Rhodri Marsden's Interesting Objects: The ice-hockey mask

* Prior to 1960 or so, ice hockey goalkeepers were regularly smashed in the face by stray pucks. Being injured by objects travelling at high velocity seemed to be an occupational hazard, and all goalkeepers bore the scars.
* Jacques Plante of the Montreal Canadiens was no exception, having received an estimated 200 stitches in his face over the course of his career. When Bill Burchmore, an employee of a local fibreglass firm, witnessed Plante being hit in the forehead during a game, he wrote to him suggesting that he try a fibreglass mask. Moulded at Montreal General Hospital under medical supervision, the mask became a fixture on Plante's face during practices, but coach Toe Blake refused permission for it to be worn during matches, worried that it would impair Plante's vision.
* Fifty-five years ago today, Plante was once again struck in the face with a puck, causing a broken nose and lacerations. He refused to continue the match without his mask on. Blake was furious, but with no other goalkeeper and no other option, he relented. When that game was won 4-1, Blake's attitude softened. The team's next 17 games were won with Plante wearing the mask; he removed it for the 18th, only for them to lose 3-0. The mask was clearly here to stay.
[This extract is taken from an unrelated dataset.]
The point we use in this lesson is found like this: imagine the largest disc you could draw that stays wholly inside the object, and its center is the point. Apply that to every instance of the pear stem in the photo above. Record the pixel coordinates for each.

* Plante's masked presence on the ice was notably sinister; one 1960 article referred to the "deeply shadowed eye sockets and gaping hole for a mouth" that "looks like something out of a horror film". During the filming of Friday the 13th: Part III (1982), 3D-effects supervisor Marty Sadoff suggested that the character of Jason Voorhees wore a Plante-designed goalie mask from the 1970s that he had in his bag. As a consequence, the mask became an iconic symbol of American horror, and a Hallowe'en costume essential.